SwRI IRD 2010--Development of an Efficient Probabilistic Approach for Risk Assessment of Geotechnical Applications, 20-R9726

Development of an Efficient Probabilistic Approach for Risk Assessment of Geotechnical Applications, 20-R9726

Background - There is an increasing demand in the geotechnical engineering field for reliability quantification to address the current trend to include probabilistic considerations in design codes and standards. In particular, applications involving an excavation in a rock mass have to deal with an extremely complex material, as natural rock cannot be constructed to project requirements. In addition, properties of the rock are determined by site investigations, generally limited to a small set of samples from a few predetermined locations, which leads to considerable uncertainties in estimation. A result from this significant inherent randomness is that traditional approaches, such as the factor of safety, may not provide sufficient confidence in a design at different sites. This study proposes to develop a probabilistic framework for reliability assessment of complex engineering problems with an application to geotechnical engineering. Therefore, by addressing a field where risk is commonly assessed using deterministic analyses and engineering judgment, this research will demonstrate the benefits of both the probabilistic approach and the use of efficient probabilistic techniques as alternatives to the current approach.

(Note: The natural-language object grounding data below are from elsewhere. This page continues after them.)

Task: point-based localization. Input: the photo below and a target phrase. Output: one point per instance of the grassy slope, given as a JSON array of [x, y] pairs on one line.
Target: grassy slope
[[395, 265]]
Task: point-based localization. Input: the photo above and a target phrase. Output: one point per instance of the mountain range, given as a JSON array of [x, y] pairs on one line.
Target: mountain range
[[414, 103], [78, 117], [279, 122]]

Approach - This study focuses on rock slope stability problems coupled with system reliability modeling to develop an estimate of probability of failure of the slope depending on the level of risk tolerance by a particular project. The rock mass is generally treated as a discontinuum medium as the characteristics are generally governed by the discontinuities (e.g., joints, bedding planes, faults). Traditionally, only single values (e.g., the mean or worst-case values) of rock and associated discontinuity parameters are considered in slope stability analysis. As can be seen in Figure 1, this single-value approach results in significant uncertainty of the estimated safety factor. For example, varying only the rock discontinuity geometry-related parameters with constant strength properties, the estimated factor of safety of a rock slope ranged from 1.3 (acceptable as a stable slope in many applications) to 0.8 (failed slope). This analysis illustrates the significant need for probabilistic assessment in geotechnical engineering areas. However, in geotechnical engineering, the term "failure" is not uniquely defined. Not all failures (in this case, rock slope failure) lead to "catastrophic consequences." Some failures can better be described as "tolerable." They certainly disrupt normal operation but can be well tolerated by the project. In this study, a "tolerable risk"-based approach is pursued to develop a methodology to estimate the probability of slope failure associated with a specific consequence (e.g., a given volume of rock slide).

Accomplishments - In this project, a method has been developed to estimate the reliability or probability of failure of rock slopes in terms of volume (actually area as a two-dimensional analysis was conducted) of failed rock or sliding mass considering the uncertainties associated with the geometry and strength of rock joints or discontinuities of the rock mass. For simplicity, in this study, consequence has been equated with the volume of sliding mass; however, it can be any user-defined parameter, such as, economic value of a loss event. A separate analysis to estimate the economic value of loss can be conducted if necessary; however, basic approach to estimate the reliability remains unchanged. Figure 2 shows the probability that the failed area (i.e., consequence) will be larger than a given value, based on Monte Carlo simulation using 1,000 samples. This hypothetical rock slope has two intersecting joint sets. The results obtained in this case study show that as long as the friction angles of both joint surfaces are larger than about 25 to 27°, the slope is not likely to fail. However, if one or both friction angles are below this value, the slope fails and amount of failed area is very sensitive to small changes in friction angle. This means that a small randomness in strength parameters in this range can have significant influence on consequence (i.e., volume of failed rock blocks in this case). Figure 2 also shows that the probability of a major rock slope failure is high for the range of parameters considered in this study.

Figure 1. Scatter of estimated factor of safety with rock joint set friction angles ɸ₁ and ɸ₂ fixed at 30° and cohesion fixed at 0.02 MPa with only randomness in joint geometry parameters. Joint geometry parameters varied within ranges observed in nature.

Figure 2. Exceedance probability associated with failed rock area for the rock slope application example. Approximately 20 percent probability that area of failed rock blocks will be more than 10,000 m²; however, the exceedance probability increases to approximately 45 percent if the project can tolerate only a consequence or failure of 1,000 m².